Misconstrued conceptions, like assuming that individuals with bipolar are dangerous to others, are largely a product of a popular culture that dramatizes and misrepresents mental illness. For men in popular culture, mental illness is a superpower: the television show Monk and the movie A Beautiful Mind are perfect examples of the way in which the madness of men is transformed into genius. It is less of a struggle and more of a sixth sense. But, for women in popular culture, mental illness is a spectacle: the religious fanatic mother in Carrie chasing her daughter, the fictionalized Joan Crawford shouting “NO WIRE HANGERS” while throwing clothes around or even “Crazy Eyes” Suzanne peeing in Piper’s jail cell in Orange is the New Black. These misconstrued conceptions extend past fictional representations and seep into real life perceptions. When Amanda Bynes began exhibiting symptoms of mental illness through her erratic behavior, she became the butt of multiple jokes. Her mental illness became a performance, rather than a cause for concern.

In pursuing a career in the arts, particularly in writing, I worry that being honest about my anxiety means that everything I write will be reduced to it. It is rare to find a class that discusses Sylvia Plath’s work without also discussing the role of her depression in producing it, but it is entirely common to discuss the work of David Foster Wallace and Ernest Hemingway without any reference to their depression.

Gendered notions of mental health not only afflict women but men as well. Expectations of masculinity that discourage emotional expression and encourage stoicism keep many men from evaluating their own mental well-being and seeking medical advice. But, the overwhelming narrative is that men have mental illness, while women become their mental illness.

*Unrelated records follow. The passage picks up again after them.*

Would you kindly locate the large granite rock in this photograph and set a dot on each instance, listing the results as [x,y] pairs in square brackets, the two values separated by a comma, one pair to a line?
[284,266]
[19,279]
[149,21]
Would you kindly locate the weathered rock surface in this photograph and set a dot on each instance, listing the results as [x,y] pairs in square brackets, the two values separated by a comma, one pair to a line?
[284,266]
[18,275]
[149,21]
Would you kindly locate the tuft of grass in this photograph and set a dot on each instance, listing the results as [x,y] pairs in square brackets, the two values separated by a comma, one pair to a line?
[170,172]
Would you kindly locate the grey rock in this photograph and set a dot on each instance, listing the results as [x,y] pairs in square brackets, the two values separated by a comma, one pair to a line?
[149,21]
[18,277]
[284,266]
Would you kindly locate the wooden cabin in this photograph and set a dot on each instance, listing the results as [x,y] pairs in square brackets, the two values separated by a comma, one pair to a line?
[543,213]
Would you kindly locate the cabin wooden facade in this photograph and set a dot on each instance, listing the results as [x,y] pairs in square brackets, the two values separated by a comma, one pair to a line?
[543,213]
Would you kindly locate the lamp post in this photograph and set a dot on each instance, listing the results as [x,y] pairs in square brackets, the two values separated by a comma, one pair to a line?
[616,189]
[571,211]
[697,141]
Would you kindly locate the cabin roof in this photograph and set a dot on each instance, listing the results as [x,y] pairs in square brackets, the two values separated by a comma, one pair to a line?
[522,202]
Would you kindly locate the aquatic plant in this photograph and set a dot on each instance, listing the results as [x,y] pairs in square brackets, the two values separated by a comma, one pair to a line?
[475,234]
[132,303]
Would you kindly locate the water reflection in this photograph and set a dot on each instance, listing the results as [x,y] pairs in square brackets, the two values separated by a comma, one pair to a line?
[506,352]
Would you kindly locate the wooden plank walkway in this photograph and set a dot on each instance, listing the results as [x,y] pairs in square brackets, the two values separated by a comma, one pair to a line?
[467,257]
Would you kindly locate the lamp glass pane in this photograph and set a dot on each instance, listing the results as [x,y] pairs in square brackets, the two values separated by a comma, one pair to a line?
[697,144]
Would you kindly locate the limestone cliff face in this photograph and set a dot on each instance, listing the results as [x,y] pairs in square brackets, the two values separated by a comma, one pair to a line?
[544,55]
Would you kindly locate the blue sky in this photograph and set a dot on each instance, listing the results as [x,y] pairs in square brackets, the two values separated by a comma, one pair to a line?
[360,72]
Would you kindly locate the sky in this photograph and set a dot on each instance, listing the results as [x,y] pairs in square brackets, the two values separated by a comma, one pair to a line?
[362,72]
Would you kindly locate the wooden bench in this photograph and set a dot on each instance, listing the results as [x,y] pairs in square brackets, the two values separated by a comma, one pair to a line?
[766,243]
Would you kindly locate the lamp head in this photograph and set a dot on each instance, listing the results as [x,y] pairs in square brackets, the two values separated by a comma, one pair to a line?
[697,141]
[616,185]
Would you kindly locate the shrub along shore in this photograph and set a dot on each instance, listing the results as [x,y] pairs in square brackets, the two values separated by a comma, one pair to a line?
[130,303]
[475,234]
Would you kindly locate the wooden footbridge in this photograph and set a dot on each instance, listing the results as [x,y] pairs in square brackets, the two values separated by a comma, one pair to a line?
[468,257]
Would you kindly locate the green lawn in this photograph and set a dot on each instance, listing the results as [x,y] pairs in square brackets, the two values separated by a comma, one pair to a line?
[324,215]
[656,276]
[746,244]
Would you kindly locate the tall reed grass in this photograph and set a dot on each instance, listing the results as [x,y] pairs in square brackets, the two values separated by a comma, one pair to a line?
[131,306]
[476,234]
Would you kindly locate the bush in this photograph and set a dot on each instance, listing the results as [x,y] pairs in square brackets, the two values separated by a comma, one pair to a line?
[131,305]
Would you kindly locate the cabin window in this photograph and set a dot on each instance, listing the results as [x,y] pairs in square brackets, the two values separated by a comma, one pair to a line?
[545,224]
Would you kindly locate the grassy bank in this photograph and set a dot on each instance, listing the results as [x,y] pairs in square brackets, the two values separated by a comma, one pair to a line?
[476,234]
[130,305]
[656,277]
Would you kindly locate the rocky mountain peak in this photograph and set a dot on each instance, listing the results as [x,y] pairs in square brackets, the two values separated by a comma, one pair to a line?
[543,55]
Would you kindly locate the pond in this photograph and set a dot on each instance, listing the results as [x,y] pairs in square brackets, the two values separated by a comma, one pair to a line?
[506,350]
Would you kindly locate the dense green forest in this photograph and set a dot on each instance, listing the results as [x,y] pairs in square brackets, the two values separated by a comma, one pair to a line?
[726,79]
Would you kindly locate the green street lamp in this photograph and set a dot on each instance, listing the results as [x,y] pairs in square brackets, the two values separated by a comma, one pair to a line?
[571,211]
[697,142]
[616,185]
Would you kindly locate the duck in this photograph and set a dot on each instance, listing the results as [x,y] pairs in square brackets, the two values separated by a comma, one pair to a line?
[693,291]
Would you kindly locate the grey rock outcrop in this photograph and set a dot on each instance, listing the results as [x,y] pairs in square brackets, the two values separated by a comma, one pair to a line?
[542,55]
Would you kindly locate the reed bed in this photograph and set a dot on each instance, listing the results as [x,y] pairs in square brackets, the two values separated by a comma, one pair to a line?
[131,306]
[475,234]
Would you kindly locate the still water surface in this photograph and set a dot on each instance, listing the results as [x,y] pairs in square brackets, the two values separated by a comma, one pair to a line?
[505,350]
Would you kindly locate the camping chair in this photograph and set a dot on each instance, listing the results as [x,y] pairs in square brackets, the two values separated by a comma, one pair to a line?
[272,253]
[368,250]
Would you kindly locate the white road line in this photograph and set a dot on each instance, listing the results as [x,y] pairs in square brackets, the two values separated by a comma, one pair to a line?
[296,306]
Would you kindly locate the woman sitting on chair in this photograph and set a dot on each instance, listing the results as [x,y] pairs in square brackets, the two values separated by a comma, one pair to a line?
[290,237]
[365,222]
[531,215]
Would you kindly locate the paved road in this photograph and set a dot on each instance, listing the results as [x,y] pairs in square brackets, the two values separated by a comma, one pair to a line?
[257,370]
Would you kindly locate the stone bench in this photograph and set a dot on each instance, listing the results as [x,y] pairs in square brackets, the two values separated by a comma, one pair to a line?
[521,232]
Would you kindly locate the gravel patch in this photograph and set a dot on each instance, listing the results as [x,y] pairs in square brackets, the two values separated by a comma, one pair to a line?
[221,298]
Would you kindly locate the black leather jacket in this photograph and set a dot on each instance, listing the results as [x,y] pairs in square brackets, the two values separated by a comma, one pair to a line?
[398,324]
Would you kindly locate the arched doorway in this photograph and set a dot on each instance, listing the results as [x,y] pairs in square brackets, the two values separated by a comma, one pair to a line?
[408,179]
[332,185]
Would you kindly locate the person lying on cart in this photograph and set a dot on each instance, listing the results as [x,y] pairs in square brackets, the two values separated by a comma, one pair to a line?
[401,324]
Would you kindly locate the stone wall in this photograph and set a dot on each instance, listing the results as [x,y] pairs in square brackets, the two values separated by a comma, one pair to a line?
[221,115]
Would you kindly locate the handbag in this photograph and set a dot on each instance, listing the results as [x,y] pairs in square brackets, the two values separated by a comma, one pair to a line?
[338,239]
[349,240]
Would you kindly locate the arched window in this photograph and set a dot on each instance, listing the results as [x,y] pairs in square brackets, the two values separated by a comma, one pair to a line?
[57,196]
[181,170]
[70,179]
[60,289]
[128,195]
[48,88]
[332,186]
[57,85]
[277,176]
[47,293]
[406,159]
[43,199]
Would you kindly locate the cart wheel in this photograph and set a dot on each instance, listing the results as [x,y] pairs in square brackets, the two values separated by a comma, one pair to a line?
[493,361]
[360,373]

The stigma surrounding mental illness is destructive to all genders, but I think it is especially difficult for women who already have to fight to own their emotions and experiences. I already have to prove that my menstrual cycle or the phases of the moon don’t usurp my agency, but now I also have to verify that my mental illness doesn’t either.

I feel as if I am caught between two competing ideas of my mental illness: I want to acknowledge that anxiety can be difficult sometimes, but I also don’t want to reduce my identity to a disorder. Increasingly, this is less for the benefit of others and more for the benefit of myself. I’ve realized that part of fighting the stigma of mental illness and advocating for a better understanding means allowing myself to be complex, imperfect and human. Hopefully, by creating that space for myself, I can create it for others as well.